Lula destacou que a ordem judicial original previa prisões, não mortes em massa. “A decisão do juiz era uma ordem de prisão, não tinha uma ordem de matança, e houve matança”.
Ele anunciou que o governo federal vai articular uma investigação independente, com participação da Polícia Federal e de legistas federais, para averiguar sob quais condições a operação foi executada.


Enquanto isso, o governador do Rio de Janeiro, Cláudio Castro, declarou que a ação contra facção criminosa foi “um sucesso”, contrariando a análise do presidente.


Relatos de moradores afirmam que dezenas de corpos foram encontrados em áreas de mata, alguns com sinais de rendição ou execução extraoficial. Essas versões contrastam com a narrativa oficial da ação como legítima.

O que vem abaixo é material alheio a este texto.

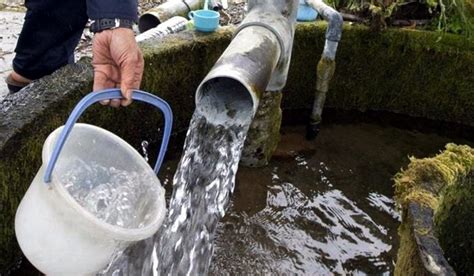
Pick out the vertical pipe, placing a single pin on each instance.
(326, 65)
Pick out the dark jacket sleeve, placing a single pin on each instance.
(123, 9)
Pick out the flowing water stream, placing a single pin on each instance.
(319, 208)
(202, 186)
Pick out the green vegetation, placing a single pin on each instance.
(455, 226)
(443, 184)
(409, 72)
(454, 16)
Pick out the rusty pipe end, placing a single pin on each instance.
(224, 99)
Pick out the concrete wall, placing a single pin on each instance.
(408, 72)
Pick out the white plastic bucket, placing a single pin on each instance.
(61, 233)
(56, 233)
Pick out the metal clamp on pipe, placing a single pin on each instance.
(256, 60)
(326, 65)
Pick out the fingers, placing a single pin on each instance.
(101, 82)
(118, 62)
(131, 71)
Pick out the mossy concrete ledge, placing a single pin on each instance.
(174, 68)
(437, 199)
(409, 72)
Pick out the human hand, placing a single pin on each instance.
(118, 63)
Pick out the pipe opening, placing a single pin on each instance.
(147, 21)
(226, 101)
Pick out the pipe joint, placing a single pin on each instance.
(334, 18)
(279, 17)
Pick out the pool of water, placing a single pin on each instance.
(319, 207)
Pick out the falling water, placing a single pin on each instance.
(202, 187)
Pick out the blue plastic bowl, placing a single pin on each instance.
(306, 13)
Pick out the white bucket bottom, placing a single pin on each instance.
(103, 196)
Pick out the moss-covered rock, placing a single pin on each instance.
(264, 132)
(436, 190)
(454, 225)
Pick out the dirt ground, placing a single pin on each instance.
(11, 20)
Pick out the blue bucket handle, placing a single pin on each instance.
(108, 94)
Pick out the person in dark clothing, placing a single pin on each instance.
(52, 30)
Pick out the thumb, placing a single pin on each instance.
(131, 71)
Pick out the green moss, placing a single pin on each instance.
(417, 73)
(455, 226)
(264, 132)
(410, 72)
(438, 183)
(408, 260)
(424, 178)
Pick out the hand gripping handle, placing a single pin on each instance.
(108, 94)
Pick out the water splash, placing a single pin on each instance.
(202, 185)
(118, 197)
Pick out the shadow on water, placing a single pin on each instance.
(319, 207)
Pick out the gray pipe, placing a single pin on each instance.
(326, 65)
(256, 60)
(167, 10)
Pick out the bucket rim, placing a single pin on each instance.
(114, 231)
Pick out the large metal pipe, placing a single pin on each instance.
(326, 65)
(167, 10)
(256, 60)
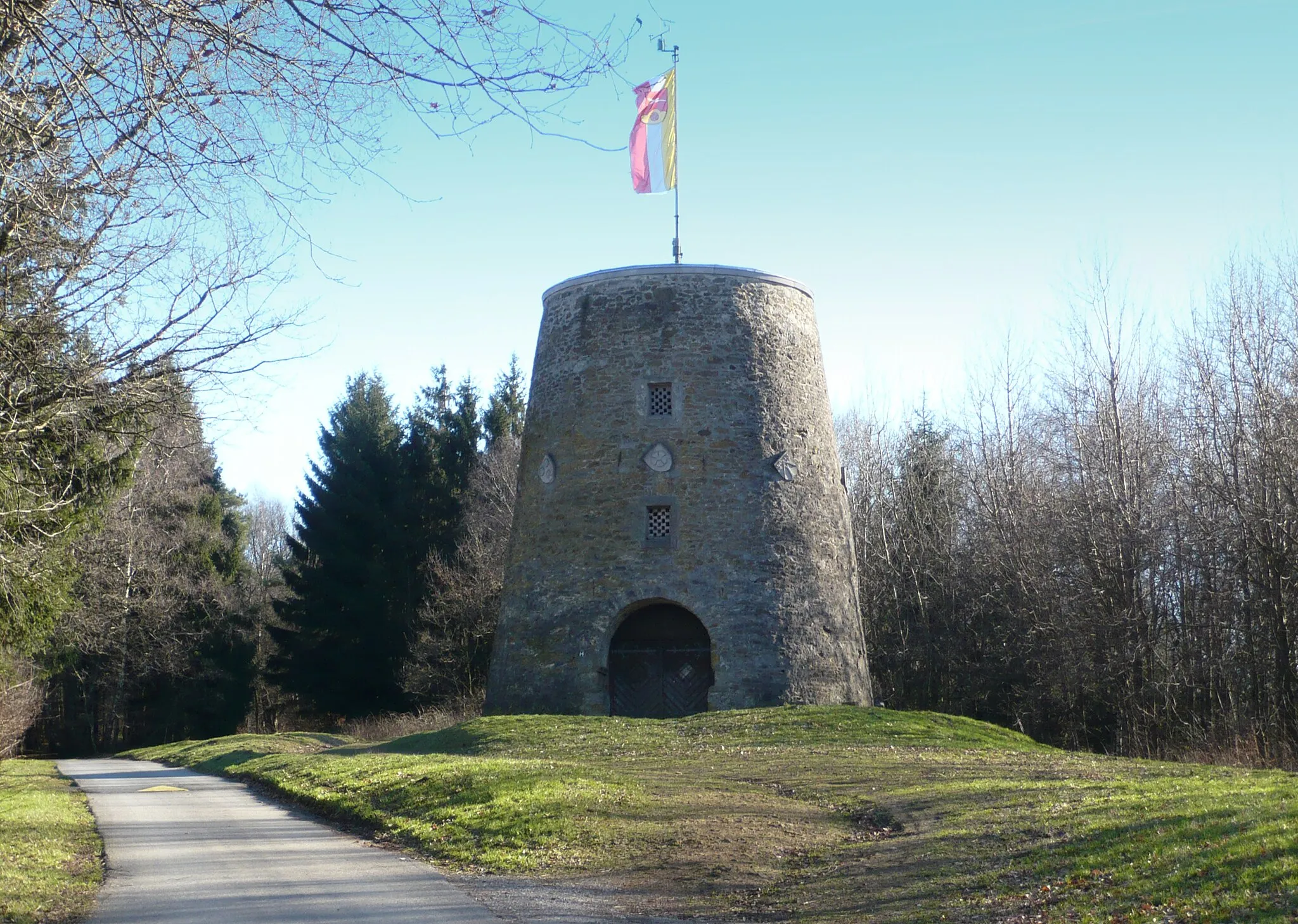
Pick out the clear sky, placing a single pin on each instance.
(935, 172)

Para Lula, esse conjunto de informações torna indispensável que todos os documentos da operação — perícias, cadeias de custódia, imagens e depoimentos — sejam preservados e disponibilizados para investigação externa. 
Ele fez as declarações durante agenda em Belém (PA), onde participa de eventos paralelos à COP30, ao lado de agências internacionais de notícias, o que amplia a repercussão do caso no âmbito global.

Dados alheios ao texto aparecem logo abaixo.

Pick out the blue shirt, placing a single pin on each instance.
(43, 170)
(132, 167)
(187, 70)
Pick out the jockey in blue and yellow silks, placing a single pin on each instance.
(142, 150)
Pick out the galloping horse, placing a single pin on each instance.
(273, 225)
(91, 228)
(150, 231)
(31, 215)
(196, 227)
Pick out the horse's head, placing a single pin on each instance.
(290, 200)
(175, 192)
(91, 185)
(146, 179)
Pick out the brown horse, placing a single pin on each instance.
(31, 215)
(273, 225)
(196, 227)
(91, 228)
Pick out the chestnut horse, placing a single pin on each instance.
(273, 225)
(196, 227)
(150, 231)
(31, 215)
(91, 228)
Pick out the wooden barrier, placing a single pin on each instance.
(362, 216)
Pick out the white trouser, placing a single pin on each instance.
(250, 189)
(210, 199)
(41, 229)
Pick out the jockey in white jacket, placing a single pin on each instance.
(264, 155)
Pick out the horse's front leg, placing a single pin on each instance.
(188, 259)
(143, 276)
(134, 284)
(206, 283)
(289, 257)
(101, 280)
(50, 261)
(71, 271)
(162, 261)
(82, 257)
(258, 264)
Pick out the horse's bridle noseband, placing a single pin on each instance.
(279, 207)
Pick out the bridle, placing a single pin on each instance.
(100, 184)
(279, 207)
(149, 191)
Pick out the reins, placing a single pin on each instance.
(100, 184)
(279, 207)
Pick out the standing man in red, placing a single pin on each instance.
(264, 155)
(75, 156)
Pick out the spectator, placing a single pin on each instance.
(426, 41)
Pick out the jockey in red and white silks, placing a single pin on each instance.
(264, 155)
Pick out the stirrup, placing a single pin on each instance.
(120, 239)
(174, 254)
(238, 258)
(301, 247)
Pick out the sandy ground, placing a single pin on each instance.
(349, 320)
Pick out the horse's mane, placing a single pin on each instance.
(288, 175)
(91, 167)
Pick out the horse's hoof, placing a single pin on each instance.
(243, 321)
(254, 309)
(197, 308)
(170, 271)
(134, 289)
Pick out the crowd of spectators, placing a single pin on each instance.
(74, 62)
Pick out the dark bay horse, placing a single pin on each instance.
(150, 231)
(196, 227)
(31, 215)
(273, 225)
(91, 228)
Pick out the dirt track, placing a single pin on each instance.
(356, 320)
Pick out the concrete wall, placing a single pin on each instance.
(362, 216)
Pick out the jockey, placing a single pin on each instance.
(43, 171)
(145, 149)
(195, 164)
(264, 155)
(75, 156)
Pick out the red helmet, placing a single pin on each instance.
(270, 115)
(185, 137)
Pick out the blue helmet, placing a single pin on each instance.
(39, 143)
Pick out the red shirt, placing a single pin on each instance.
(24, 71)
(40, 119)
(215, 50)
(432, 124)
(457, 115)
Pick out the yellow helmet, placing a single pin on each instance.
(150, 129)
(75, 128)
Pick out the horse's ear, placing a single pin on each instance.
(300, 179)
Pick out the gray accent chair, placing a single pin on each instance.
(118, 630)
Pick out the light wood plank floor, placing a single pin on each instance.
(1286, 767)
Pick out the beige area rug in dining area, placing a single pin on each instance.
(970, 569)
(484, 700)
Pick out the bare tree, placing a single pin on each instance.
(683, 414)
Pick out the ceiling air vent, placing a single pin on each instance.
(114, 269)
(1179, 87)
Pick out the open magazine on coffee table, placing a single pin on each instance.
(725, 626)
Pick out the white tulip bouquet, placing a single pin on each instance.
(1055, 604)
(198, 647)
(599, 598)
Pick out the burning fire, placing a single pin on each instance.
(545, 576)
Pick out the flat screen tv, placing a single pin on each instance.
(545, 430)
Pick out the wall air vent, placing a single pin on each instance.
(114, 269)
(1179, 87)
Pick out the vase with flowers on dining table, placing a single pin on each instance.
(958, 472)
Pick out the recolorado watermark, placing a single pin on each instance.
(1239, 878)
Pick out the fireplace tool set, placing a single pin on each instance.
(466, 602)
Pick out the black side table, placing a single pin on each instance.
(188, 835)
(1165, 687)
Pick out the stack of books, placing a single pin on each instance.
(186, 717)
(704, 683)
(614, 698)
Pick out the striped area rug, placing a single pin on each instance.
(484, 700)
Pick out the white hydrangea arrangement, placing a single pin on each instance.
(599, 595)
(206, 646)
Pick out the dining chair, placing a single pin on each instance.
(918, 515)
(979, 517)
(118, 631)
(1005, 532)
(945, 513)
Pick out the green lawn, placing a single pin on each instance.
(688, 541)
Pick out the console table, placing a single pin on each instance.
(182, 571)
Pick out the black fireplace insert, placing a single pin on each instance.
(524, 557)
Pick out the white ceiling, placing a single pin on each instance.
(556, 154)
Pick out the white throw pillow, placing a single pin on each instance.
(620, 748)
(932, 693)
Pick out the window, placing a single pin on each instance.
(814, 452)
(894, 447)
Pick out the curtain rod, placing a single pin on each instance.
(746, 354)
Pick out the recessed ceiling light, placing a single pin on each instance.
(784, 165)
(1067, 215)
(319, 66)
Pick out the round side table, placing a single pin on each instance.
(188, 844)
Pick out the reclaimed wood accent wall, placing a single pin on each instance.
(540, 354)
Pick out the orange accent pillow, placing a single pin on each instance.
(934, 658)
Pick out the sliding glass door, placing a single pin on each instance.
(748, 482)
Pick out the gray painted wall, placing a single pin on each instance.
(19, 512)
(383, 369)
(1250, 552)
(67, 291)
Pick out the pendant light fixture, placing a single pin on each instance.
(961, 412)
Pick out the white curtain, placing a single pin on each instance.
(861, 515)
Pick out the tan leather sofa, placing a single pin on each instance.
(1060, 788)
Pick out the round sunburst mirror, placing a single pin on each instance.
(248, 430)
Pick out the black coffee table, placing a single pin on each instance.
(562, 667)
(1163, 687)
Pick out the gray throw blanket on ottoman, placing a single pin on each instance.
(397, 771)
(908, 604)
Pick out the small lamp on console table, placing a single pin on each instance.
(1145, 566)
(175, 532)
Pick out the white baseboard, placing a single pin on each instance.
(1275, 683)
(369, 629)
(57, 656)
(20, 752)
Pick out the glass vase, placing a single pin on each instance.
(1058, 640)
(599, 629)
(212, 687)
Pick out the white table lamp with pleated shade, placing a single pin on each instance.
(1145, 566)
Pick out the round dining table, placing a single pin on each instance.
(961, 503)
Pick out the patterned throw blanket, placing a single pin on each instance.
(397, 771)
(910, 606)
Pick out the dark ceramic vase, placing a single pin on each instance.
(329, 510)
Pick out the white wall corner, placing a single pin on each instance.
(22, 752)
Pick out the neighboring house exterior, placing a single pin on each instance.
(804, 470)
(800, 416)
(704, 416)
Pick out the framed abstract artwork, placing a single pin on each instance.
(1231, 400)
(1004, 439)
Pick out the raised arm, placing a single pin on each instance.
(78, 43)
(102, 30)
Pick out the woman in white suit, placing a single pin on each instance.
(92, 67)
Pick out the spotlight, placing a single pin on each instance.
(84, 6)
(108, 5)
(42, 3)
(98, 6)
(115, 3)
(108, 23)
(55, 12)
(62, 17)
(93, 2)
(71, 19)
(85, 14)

Além da quantidade de vítimas, o presidente questiona os critérios usados para a ação, a proporcionalidade da força aplicada e a aderência aos princípios de direitos humanos, indicando que “é importante ver em que condições se deu”.


A manifestação de Lula insere-se num contexto de elevada atenção pública sobre violência, segurança pública e atuação estatal no Brasil, sobretudo em operações realizadas em áreas de alta vulnerabilidade urbana.

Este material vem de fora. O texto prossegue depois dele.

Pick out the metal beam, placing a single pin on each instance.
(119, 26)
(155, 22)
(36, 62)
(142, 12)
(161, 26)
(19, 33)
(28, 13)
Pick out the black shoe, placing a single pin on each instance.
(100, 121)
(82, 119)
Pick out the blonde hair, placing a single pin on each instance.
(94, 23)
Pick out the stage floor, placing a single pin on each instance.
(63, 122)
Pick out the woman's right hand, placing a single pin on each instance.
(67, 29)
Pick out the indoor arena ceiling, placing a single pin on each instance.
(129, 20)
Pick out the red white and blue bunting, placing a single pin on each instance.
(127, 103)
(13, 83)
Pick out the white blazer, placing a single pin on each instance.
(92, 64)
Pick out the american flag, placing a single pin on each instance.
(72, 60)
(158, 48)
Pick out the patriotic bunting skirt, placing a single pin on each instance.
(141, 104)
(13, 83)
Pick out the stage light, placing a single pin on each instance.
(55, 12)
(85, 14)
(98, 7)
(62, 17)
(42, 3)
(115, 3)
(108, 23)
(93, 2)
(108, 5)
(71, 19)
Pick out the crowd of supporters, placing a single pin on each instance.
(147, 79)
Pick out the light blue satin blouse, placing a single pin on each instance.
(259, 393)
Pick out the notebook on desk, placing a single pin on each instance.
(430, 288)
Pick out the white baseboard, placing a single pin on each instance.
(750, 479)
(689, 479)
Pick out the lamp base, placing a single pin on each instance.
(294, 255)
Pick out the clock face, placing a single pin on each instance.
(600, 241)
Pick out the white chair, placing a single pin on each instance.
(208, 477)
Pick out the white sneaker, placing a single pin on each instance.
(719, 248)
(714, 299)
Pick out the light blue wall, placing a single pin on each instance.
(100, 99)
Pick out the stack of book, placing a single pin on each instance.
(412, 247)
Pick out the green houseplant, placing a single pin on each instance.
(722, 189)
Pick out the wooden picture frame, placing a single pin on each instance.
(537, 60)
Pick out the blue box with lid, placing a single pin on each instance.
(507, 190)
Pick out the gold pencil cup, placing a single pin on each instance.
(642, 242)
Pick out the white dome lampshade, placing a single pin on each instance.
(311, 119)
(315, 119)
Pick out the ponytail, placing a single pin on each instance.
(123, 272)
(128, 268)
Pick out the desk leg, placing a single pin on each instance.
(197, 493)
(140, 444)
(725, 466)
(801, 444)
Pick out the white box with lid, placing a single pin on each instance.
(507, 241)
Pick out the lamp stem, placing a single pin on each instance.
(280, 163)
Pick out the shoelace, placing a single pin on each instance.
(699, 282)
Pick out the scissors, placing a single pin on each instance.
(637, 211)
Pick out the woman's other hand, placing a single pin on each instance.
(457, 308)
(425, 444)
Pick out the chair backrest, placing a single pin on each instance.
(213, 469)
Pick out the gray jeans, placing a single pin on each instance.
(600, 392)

Especialistas em segurança pública apontam que operações com elevado número de mortes provocam desgaste institucional, aumento de tensão social e questionamentos quanto à eficácia no combate ao crime organizado.


Já para defensores da operação, a ação foi necessária para fragilizar o poder da facção Comando Vermelho, considerada um dos principais grupos criminosos do Rio, e justificar uso intenso de força para recuperar territórios.


O impasse entre governo estadual e federal ilustra uma divisão de narrativas: de um lado, a prioridade pela pacificação e controle; de outro, a necessidade de garantias de direitos e investigação de eventuais excessos.
Para o governo federal, a abertura de investigação independente também visa demonstrar compromisso com a legalidade e com os compromissos internacionais de direitos humanos assumidos pelo Brasil.


No âmbito prático, a continuidade do caso dependerá de acesso a provas materiais, cooperação entre as polícias estaduais e federais, e da inserção de organismos como a Organização das Nações Unidas ou outras instâncias de monitoramento.


Também se coloca em evidência a questão da comunicação pública: como as autoridades informam à sociedade os resultados de operações que envolvem confrontos armados, mortes e prisões em larga escala.
Para as comunidades afetadas, a operação reforça o temor e a sensação de vulnerabilidade, sobretudo se a percepção for de que pouco mudou no cotidiano pós-operacional, seja em termos de segurança ou de condições de vida.
Nesse sentido, a repercussão política pode ressaltar a urgência de estratégias alternativas: inteligência, presença estatal contínua, diálogo comunitário e medidas de reintegração social, além da escalada de ações repressivas.
Em suma, o posicionamento do presidente Lula marca um ponto de divergência clara na política pública de segurança: ao mesmo tempo em que reafirma o combate ao crime organizado, enfatiza a necessidade de que esse combate obedeça aos padrões do Estado de Direito e não descambe para o uso indiscriminado da força.

A repercussão desse episódio ainda está em curso, e o desfecho da investigação pedida pelo governo federal poderá influenciar decisões futuras sobre como o Brasil equilibra exigência de segurança com proteção de direitos e garantias fundamentais.